Смех слышится все чаще и чаще. Невидимые нити протягиваются между артистами и зрителями.
Лебедев с некоторым облегчением переводит дыхание. Спектакль вошел в налаженную колею.
* * *Лебедев стоит в наполовину опустевшем зале, оглушенный и взволнованный.
Когда в последний раз опустился занавес, публика наградила участников представления такими восторженными приветствиями, какие никогда еще не раздавались ни на одном из зрелищ Калькутты.
Многие, знавшие Лебедева, хотели выразить благодарность за полученное удовольствие. Вот опять! Чья-то рука легла на его плечо.
— О, капитан Фостер! И вы здесь?
— Вчера прибыл, — улыбается капитан. — И как раз во-время. Ловкую штуку вы здесь придумали, мистер Суон!
— Понравилось?
— Честное слово, никогда не думал, что черномазые годятся для этого!
— Они еще для многого годятся! — весело отвечает Лебедев.
— Пожалуй, что так, — соглашается Фостер. — Заглянете ко мне, мистер Суон?
— С удовольствием, капитан… Попрежнему «Принцесса Шарлотта»?
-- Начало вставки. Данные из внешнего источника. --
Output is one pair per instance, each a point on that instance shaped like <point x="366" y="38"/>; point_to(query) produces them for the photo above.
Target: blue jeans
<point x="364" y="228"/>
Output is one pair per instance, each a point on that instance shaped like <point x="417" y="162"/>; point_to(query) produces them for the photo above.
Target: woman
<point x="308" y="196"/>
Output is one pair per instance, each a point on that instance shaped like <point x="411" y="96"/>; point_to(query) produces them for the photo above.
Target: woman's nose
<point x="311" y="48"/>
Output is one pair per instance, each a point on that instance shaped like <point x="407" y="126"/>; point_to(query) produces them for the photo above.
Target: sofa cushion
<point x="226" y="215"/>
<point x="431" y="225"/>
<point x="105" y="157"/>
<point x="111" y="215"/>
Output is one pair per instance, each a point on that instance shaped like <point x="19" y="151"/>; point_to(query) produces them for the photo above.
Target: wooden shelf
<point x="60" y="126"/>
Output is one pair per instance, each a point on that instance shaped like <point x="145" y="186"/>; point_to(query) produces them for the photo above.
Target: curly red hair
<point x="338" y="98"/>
— Разумеется. Мы со старушкой живем душа в душу.
Подошел английский офицер.
— Его превосходительство сэр Джон Шор приглашает вас, — сообщил он.
Дружески пожав руку моряку, Герасим Степанович последовал за офицером в ложу генерал-губернатора.
— Мистер Лебедев, — важно начал сэр Джон проникновенным тоном, каким всегда высказывал самые общеизвестные мысли, — опыт ваш оказался удачным и заслуживает похвалы. При случае сообщу о нем вашему покровителю, графу Воронцову.
При выходе из ложи Лебедев наткнулся на градоначальника Александра Кида, который, в свою очередь, счел своим долгом повторить то, что только что услышал из уст своего высшего начальства.
Герасим Степанович не мог отказать себе в удовольствии напомнить этому джентльмену о том, что еще недавно тот отзывался о новом театре, как о фантазии Дон Кихота.
— Да что вы! — пожал плечами Кид. — Не припоминаю…
— А как насчет помещения, полковник? — усмехнулся Лебедев. — Разве вы не отказали мне?
— Для вашей же пользы, — невозмутимо ответил градоначальник. — Зато вы выстроили новое, и совсем недурное.
Железную логику калькуттского градоправителя решительно невозможно было опровергнуть.
Голукнат Дас ждал своего друга во дворе театра, где стояли наготове два паланкина: для него и для Радхи.
— Поздравляю! — сказал он взволнованно.
— А я поздравляю вас, — ответил Лебедев. — Половина лавров по справедливости принадлежит вам… Завтра утром побеседуем подробно.